Hi. I’ve a two-staged HLM script for Stan and want to get the point estimates for in-sample data. The goal is to have a vector of in-sample predictions, so i can compare it with the actual data to compute the mean squared error. Seems to be the most intuitive way to compare the in-sample accuracy of my models.
Q1: How can I get the point estimates from a Stan model or with a R function?
Q2: This is a frequentist way to do it. Is there an alternative why to measure the predictive power of model in a Bayesian manner? If yes what are the methods?
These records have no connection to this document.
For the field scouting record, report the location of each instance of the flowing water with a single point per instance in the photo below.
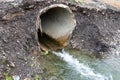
(77, 65)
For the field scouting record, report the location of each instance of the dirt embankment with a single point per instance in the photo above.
(19, 49)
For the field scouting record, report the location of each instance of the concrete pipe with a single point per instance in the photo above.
(54, 25)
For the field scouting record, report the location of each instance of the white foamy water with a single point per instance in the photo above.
(81, 68)
(116, 43)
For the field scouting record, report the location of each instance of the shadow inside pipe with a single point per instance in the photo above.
(46, 42)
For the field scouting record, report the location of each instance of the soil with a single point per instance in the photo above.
(18, 46)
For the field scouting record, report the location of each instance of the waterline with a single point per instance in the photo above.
(81, 68)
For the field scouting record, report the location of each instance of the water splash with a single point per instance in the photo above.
(81, 68)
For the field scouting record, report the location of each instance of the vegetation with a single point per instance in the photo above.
(78, 1)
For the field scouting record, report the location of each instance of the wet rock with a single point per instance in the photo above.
(16, 77)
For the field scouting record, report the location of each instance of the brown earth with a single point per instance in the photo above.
(19, 49)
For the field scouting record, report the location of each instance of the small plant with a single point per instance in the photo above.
(45, 52)
(36, 77)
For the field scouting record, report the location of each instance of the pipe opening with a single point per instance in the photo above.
(54, 27)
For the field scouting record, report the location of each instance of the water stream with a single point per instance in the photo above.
(71, 64)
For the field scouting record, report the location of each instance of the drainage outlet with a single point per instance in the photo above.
(54, 25)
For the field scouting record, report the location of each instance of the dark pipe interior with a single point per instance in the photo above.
(57, 25)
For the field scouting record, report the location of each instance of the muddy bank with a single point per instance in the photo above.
(18, 46)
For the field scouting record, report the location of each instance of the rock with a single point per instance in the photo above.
(16, 77)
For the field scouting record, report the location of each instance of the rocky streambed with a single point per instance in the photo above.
(19, 50)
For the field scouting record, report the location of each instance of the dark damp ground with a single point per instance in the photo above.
(19, 50)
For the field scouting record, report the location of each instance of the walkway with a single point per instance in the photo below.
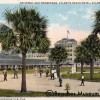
(35, 83)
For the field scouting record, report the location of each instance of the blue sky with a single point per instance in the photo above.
(77, 18)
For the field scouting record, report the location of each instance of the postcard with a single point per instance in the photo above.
(49, 49)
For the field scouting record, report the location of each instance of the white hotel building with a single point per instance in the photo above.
(70, 45)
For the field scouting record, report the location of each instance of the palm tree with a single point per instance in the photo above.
(58, 54)
(29, 28)
(6, 34)
(96, 27)
(80, 55)
(92, 46)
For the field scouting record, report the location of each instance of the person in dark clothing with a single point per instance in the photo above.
(60, 81)
(16, 72)
(47, 72)
(40, 71)
(5, 75)
(82, 80)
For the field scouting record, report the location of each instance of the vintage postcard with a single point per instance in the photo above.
(49, 49)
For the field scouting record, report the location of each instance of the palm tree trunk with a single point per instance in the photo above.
(76, 67)
(23, 85)
(81, 67)
(58, 70)
(91, 69)
(50, 67)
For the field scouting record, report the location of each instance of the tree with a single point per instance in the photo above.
(58, 54)
(80, 55)
(6, 34)
(96, 27)
(92, 48)
(29, 28)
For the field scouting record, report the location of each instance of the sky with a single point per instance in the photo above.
(78, 19)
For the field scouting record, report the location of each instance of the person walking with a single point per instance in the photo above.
(82, 80)
(47, 72)
(5, 75)
(40, 71)
(60, 81)
(35, 70)
(16, 72)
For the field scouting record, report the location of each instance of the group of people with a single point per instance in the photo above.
(53, 73)
(15, 69)
(41, 71)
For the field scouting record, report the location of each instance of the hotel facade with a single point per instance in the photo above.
(69, 45)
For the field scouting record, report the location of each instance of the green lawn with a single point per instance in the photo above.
(86, 75)
(13, 93)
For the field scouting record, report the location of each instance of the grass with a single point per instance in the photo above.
(13, 93)
(86, 75)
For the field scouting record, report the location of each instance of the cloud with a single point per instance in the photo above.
(5, 23)
(72, 12)
(56, 32)
(89, 14)
(63, 17)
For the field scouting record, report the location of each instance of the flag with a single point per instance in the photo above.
(68, 32)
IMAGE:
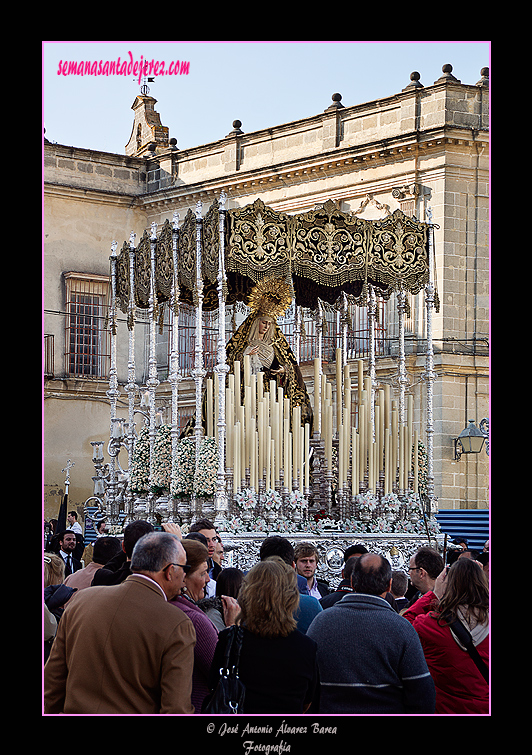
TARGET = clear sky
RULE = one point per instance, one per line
(262, 84)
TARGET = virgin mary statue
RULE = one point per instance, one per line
(260, 337)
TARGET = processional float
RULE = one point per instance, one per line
(259, 455)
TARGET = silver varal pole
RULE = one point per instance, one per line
(175, 376)
(372, 311)
(429, 374)
(113, 393)
(199, 372)
(221, 500)
(131, 386)
(153, 382)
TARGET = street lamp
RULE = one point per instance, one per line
(470, 441)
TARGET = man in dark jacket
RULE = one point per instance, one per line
(369, 659)
(118, 568)
(306, 558)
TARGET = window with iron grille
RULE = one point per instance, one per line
(86, 336)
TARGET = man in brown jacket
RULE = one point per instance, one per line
(123, 649)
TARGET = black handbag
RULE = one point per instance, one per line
(229, 694)
(467, 641)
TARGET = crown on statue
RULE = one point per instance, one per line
(270, 297)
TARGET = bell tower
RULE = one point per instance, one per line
(147, 128)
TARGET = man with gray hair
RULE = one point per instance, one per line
(369, 660)
(124, 649)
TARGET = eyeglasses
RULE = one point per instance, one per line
(185, 567)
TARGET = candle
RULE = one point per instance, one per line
(362, 454)
(329, 436)
(286, 431)
(307, 455)
(238, 388)
(288, 471)
(354, 462)
(371, 471)
(416, 462)
(347, 448)
(272, 470)
(296, 425)
(216, 404)
(242, 435)
(387, 449)
(407, 456)
(253, 385)
(316, 386)
(229, 422)
(347, 399)
(341, 457)
(394, 422)
(268, 456)
(360, 386)
(339, 389)
(378, 442)
(253, 453)
(237, 477)
(247, 428)
(401, 457)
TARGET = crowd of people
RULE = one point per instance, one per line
(143, 627)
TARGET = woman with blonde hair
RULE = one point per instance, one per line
(277, 662)
(460, 599)
(56, 596)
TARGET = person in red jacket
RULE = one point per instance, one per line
(460, 592)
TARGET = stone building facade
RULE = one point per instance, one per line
(425, 146)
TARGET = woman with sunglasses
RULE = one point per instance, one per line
(195, 582)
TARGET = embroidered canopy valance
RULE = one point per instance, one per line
(324, 252)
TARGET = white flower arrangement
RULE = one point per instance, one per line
(390, 503)
(272, 500)
(189, 479)
(366, 501)
(246, 499)
(183, 476)
(207, 468)
(162, 460)
(296, 500)
(140, 465)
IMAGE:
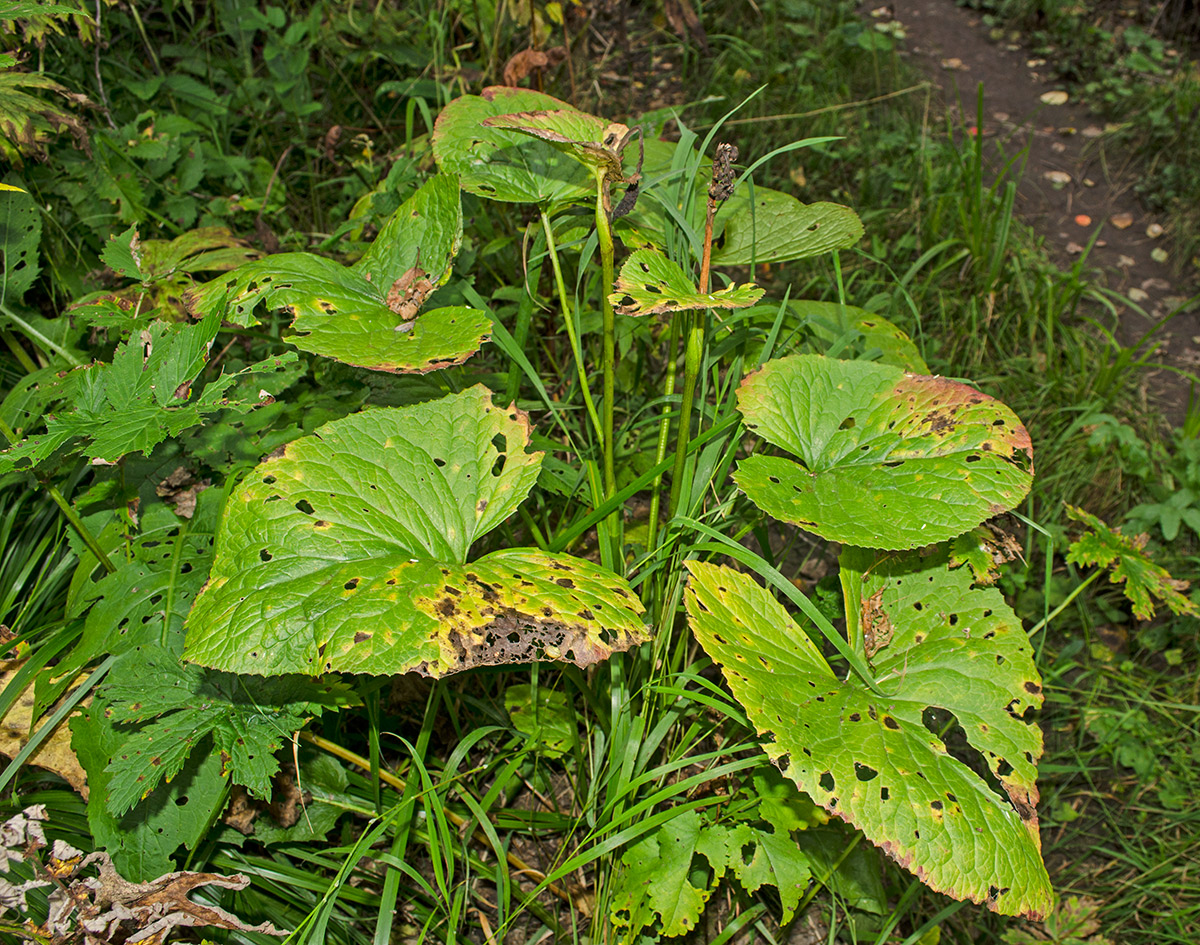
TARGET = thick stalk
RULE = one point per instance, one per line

Here’s a minimal viable code:
R script:
## Load Data
data("radon", package = "rstanarm")
data <- radon
# County Categorical Variable
county_name <- as.vector(data$county) # create vector of county indications for each obs
county_list <- unique(county_name) # create list of counties, drop duplicates
J <- length(county_list) # number counties in Minessota
county <- rep (NA, J)
for (i in 1:J){
county[county_name==county_list[i]] <- i
}
# Seperate variables
logradon <- data$log_radon
loguranium <- data$log_uranium
loguranium <- loguranium[!duplicated(loguranium)]
floorind <- data$floor
N <- length(logradon)
county_i <- county
county_j <- 1:85
# Lists for STAN
datalist <- list(Y = logradon,
X = floorind,
U = loguranium,
N = N,
J = J,
county_i = county_i,
county_j = county_j)
Stan script:
// HLM 2
data {
int<lower=1> N; // number of obs
int<lower=1> J; // Number of counties
vector[N] Y; // outcome data (log radon)
vector[N] X; // Inputa data Layer 1(room indication)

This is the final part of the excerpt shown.